Analysts at Goldman Sachs say the upgrade comes amidst a broader rerating higher for European currencies in 2025, allowing Sterling to "ride the European wave".
Crédit Agricole's says the next three months could see GBP/US hit the snooze button but, "The GBP/USD rally could resume in 6M-12M on the back of more persistent USD weakness as well as evidence of improving UK growth outlook."
The new point forecasts can be viewed here.
Goldman Sachs also thinks the Pound can outperform amidst rising U.S. tariffs. The call comes just days ahead of Donald Trump's April 02 "Liberation Day" tariffs.

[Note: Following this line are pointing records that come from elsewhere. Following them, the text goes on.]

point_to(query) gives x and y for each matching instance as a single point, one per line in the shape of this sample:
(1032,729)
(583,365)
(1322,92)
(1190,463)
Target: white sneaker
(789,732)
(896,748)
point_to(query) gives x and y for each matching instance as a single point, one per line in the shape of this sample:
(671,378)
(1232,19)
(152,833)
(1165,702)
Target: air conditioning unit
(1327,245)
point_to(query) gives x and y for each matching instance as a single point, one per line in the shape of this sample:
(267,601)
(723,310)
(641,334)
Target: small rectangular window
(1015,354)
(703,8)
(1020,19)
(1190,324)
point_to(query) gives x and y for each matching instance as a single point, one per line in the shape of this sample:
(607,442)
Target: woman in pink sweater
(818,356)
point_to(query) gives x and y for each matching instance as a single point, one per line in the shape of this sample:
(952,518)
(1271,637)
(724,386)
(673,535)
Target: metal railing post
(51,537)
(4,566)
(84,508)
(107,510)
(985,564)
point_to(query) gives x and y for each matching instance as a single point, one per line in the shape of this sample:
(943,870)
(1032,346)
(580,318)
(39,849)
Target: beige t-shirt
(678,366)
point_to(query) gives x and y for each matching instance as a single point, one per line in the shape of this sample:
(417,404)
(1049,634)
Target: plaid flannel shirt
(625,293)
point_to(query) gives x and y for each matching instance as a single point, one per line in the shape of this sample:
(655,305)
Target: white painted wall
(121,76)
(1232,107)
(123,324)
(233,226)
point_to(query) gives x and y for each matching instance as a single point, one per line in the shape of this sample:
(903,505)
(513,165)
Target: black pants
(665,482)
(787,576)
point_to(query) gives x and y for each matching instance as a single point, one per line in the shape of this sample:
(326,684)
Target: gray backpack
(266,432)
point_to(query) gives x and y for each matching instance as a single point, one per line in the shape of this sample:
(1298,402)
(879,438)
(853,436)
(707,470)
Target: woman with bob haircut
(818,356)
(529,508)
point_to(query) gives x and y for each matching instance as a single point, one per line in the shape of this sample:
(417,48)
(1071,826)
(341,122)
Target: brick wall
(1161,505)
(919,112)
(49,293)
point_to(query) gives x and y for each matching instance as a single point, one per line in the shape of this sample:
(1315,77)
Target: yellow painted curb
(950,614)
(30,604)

"We think Sterling should benefit from a relative resilience to US tariffs, which should be increasingly important heading into the April 2nd tariff deadline," says Goldman Sachs.
Pound Sterling Live reports on Thursday, March 27, that the UK currency is performing as a tariff hedge, noting it recovered through the late Wednesday session as new tariff headlines flowed out of the White House.
Trump signed an order that will impose a 25% import tariff on all vehicle imports starting April 03.
The tariff would also apply to all vehicle components, leaving little scope for carve-outs. Trump said these tariffs were non-negotiable.
The Pound-to-Dollar exchange rate has recovered from 1.2870 to 1.2905.
According to the newly updated consensus forecast tracker at IncisiveFX, this latest move puts GBP/USD over 300 pips above the three-month target. In fact, GBP could be close to running ahead of the 12-month forecast.
Certainly, the currency pair is higher than Goldman Sachs' forecasts think is warranted, but interestingly, it is well below the Crédit Agricole prediction.
As the FX forecast tracker notes, Crédit Agricole joins Bank of America as being one of the more bullish Sterling forecasters.
Risks for GBP heading into next week are high, with some analysts warning the next set of tariffs from the U.S. could flip the Dollar reaction function from negative to positive.
It is why some investment banks like JP Morgan and Citi think the Dollar is due a comeback in the second quarter.
According to EU officials, countries in the European Union are likely to face a flat, double-digit tariff on all goods as part of the April 02 "reciprocal" tariffs.
Politico quotes three sources, said to have been briefed on talks between European trade chief Maroš Šefčovič and U.S. counterparts Commerce Secretary Howard Lutnick and Trade Representative Jamieson Greer.
The tariffs are expected to kick in at midnight on April 3.
EU ambassadors to the U.S. were also told there is little they can do to avoid the tariffs going into force, which the Trump administration views as the beginning, not the end, of trade negotiations.
Meanwhile, the UK is expected to be included, with Trump promising to target countries that charge value-added taxes.
For now, tariffs are not harming European countries, and in fact, it is the Dollar that has come under pressure.
But, given the scale of tariffs that are incoming, there is a possibility that they are severe enough to flip a switch in FX that reboots the Dollar's safe-haven credentials.
If so, Pound-Dollar faces a setback.